Rogers: City of Aspen joining the ranks of evil landlords?
One of the biggest dilemmas of today’s Aspen lay like a turd on the sidewalk outside the Wheeler Opera House.
And the Aspen City Council stepped right in it. No one has yet noticed the stink, busy as they’ve been hollering over how hard it is anymore to keep humble local businesses in the downtown core and what that has done to the city’s very soul.
Et tu, Council? Can May have an Ides?
The same crisis exists for merchants as residents, of course. The value of real estate has only rocketed, and the ripples look more like tsunamis in the ruins of half-done construction and the dislocation of small businesses that can no longer afford their rent increases.
Landlords no doubt face their issues, too, especially if they bought their commercial properties during the latest boom. The tragedy, frankly, is the longer-term landlords whose problem is more about maximizing opportunity than existential. Tragedy for the town itself, I mean.
Market forces are what they are, though not the only consideration for the wise. The tipping point, then, becomes moral worth. Where do the imperatives of supply and demand balance against longer-term calculations about community appeal, if not the community for its own sake? This is where the golden goose philosophy applies.
Is Aspen going to be all about bidness or make room for higher values? Will the next wave of real leaders here turn more cynical or look more to Aspen’s aspirational legacies?
Who are these real leaders, anyway? The answer is more complicated than we like to think.
In the moment, it’s those with money. Wealth means power in our civilization, although the great weakness among the rich is the fear of losing it. Greed largely is miscast. It’s more mental illness than evil.
In the slightly longer term, real leaders also are the people we vote into office. This is a nation of rules, lots of rules, more in some places than others. And America, for all the hand-wringing, remains just about the least corrupted on the planet. City councils and county commissions have real power, too. Who gets elected matters a lot to a municipality’s future.

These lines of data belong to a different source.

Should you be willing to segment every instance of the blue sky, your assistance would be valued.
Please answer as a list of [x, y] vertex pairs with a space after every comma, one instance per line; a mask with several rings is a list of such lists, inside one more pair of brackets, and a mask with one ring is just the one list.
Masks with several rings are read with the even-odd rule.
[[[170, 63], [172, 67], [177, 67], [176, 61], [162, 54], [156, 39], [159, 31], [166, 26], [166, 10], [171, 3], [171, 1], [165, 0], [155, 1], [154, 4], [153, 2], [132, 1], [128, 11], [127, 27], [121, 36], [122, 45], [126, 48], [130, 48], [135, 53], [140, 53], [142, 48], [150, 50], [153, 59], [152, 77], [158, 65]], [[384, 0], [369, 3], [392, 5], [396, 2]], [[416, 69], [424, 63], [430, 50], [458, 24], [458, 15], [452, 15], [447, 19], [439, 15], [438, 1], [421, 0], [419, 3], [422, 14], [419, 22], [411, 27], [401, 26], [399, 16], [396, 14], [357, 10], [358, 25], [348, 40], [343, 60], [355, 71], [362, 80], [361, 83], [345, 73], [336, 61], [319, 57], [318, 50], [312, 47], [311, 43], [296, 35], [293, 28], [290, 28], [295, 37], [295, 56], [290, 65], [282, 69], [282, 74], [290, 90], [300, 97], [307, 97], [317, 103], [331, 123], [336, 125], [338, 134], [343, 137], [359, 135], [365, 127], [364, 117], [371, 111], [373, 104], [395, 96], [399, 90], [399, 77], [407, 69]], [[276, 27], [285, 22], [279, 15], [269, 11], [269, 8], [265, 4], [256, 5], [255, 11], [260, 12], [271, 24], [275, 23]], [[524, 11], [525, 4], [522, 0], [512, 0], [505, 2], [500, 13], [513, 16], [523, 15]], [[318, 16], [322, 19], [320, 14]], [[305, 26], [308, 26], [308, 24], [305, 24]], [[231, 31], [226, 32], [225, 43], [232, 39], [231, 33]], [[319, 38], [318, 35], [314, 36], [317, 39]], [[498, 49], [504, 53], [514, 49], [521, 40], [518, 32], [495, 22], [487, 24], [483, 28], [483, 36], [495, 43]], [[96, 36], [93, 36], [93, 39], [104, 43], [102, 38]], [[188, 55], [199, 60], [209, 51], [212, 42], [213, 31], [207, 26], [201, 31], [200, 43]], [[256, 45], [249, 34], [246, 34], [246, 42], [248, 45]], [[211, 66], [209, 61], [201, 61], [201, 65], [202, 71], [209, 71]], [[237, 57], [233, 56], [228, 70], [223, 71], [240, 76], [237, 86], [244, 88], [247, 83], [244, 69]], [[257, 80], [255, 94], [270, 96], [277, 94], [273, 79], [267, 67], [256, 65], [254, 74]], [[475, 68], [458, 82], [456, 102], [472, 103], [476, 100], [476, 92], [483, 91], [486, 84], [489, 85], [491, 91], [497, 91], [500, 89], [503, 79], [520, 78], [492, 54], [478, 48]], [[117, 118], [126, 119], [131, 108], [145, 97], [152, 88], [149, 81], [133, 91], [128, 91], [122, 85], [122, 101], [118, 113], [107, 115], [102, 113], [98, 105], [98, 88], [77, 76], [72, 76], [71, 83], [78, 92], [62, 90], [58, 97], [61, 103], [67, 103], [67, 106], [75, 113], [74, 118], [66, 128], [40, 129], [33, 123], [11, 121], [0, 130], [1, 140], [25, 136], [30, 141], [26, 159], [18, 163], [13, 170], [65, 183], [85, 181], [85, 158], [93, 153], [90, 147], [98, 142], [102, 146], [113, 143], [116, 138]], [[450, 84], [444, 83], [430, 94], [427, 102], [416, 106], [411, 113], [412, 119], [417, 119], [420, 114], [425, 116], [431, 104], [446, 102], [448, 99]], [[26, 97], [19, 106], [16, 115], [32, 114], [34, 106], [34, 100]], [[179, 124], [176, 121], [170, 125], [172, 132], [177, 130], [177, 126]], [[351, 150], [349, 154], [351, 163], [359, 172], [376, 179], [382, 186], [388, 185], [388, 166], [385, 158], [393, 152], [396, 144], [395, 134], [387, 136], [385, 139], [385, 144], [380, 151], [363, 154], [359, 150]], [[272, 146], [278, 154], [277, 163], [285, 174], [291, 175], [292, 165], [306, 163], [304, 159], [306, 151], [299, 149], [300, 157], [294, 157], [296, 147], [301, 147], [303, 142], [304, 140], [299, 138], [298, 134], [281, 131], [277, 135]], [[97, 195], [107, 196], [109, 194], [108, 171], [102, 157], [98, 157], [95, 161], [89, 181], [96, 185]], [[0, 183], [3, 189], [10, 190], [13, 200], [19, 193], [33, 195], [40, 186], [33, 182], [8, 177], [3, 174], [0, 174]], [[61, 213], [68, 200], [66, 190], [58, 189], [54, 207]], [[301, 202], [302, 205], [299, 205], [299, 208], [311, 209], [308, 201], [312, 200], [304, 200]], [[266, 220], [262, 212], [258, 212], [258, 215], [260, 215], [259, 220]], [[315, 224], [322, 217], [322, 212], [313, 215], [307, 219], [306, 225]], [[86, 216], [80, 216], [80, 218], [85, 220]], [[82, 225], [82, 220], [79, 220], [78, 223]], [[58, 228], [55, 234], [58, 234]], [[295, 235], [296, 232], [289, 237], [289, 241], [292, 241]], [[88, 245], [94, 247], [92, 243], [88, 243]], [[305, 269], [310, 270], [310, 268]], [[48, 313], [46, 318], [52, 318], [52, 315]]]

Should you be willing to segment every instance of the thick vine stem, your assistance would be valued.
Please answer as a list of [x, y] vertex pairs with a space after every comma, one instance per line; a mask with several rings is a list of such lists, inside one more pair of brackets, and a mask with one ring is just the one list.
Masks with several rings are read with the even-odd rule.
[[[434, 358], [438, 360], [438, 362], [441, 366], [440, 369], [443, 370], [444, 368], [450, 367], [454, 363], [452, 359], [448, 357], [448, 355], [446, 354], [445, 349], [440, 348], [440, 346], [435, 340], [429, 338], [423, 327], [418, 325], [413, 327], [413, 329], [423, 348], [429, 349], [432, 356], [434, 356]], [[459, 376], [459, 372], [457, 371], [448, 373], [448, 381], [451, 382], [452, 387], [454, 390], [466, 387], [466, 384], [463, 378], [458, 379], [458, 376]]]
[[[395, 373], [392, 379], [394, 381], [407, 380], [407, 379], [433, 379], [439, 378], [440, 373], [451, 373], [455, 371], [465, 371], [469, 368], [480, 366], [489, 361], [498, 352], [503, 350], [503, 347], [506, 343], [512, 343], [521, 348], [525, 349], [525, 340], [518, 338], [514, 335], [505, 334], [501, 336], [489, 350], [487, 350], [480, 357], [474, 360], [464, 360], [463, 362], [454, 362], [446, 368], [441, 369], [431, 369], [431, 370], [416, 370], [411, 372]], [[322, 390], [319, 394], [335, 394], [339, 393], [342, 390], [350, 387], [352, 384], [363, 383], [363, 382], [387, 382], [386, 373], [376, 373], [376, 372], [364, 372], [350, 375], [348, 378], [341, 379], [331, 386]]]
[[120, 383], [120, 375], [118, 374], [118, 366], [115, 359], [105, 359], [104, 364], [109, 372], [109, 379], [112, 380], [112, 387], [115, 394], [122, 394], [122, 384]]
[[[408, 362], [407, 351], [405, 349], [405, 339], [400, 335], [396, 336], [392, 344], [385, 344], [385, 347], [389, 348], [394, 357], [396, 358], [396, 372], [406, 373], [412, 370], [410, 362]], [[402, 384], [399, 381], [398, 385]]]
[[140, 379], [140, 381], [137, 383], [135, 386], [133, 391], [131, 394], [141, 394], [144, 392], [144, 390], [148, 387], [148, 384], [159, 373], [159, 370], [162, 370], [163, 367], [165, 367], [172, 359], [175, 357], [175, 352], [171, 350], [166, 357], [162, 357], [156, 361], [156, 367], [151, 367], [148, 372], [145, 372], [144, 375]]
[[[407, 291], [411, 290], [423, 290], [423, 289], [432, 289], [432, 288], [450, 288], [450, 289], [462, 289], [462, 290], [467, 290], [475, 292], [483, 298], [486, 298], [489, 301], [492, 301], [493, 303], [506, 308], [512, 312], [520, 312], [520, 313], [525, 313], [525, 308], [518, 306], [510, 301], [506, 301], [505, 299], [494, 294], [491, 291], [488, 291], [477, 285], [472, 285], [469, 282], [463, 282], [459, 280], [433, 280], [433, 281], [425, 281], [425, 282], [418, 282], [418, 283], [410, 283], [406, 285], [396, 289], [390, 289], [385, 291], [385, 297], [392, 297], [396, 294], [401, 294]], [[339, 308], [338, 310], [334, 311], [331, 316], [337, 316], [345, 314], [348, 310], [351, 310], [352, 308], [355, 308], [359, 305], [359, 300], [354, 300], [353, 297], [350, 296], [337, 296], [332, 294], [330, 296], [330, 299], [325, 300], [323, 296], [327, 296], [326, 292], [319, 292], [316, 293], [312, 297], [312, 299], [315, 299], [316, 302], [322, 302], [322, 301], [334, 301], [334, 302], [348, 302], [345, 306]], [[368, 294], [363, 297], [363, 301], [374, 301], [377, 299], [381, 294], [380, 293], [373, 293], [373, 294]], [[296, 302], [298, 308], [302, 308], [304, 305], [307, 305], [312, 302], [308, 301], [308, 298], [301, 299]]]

But the true cornerstone of real power, you guessed it, lies with the citizens and here, the second-home owners and visitors as well. The voters and the consumers, at root. Our collective habits determine what happens with Aspen. Time wise, we’re talking decades, generations of slow, inexorable sculpting of the town we experience today. Against that, what happens in the moment, say, often seems to make little difference.
Like stepping on turds and no one noticing until later, wondering where that smell in the house came from.
What does this have to do with the Wheeler, a triumph of municipal leadership? Only Mia Valley, it might appear.
Valley grew up in Aspen. She’s had her art gallery for 24 years, and in 497 square feet at the Wheeler for nearly 17 of those years. She’s paid her rent to the owner on time every time, and been a widely acknowledged model tenant. Her lease comes up in November. If she doesn’t get the next 10-year lease, odds are she won’t be able to afford the rent and stay in business.
Her landlord is toying with other ideas, however. Maybe something like fast food with a current paucity of such places. Maybe a different mix of retail there. Maybe a rent increase, presumably. That’s how landlords talk when they aim to raise rates. This, after all, is how a city is run like a business.
It is a dilemma. The city wants to help longtime businesses, and the city wants to help lower the cost of dining out. In this case, the city is both property owner and municipal entity — two of the three legs of the real leader triangle.
One decision kicks out the longtime business, and the other makes grabbing a bite to eat at a bargain maybe a little harder to find.
That’s not really so much of a dilemma, though, is it? Moral wisdom dictates a clear enough course away from the purely commercial. The next lease should be a consent item passed, ahem, unanimously without need of further discussion.
There isn’t a real debate here, only a turd easily stepped around.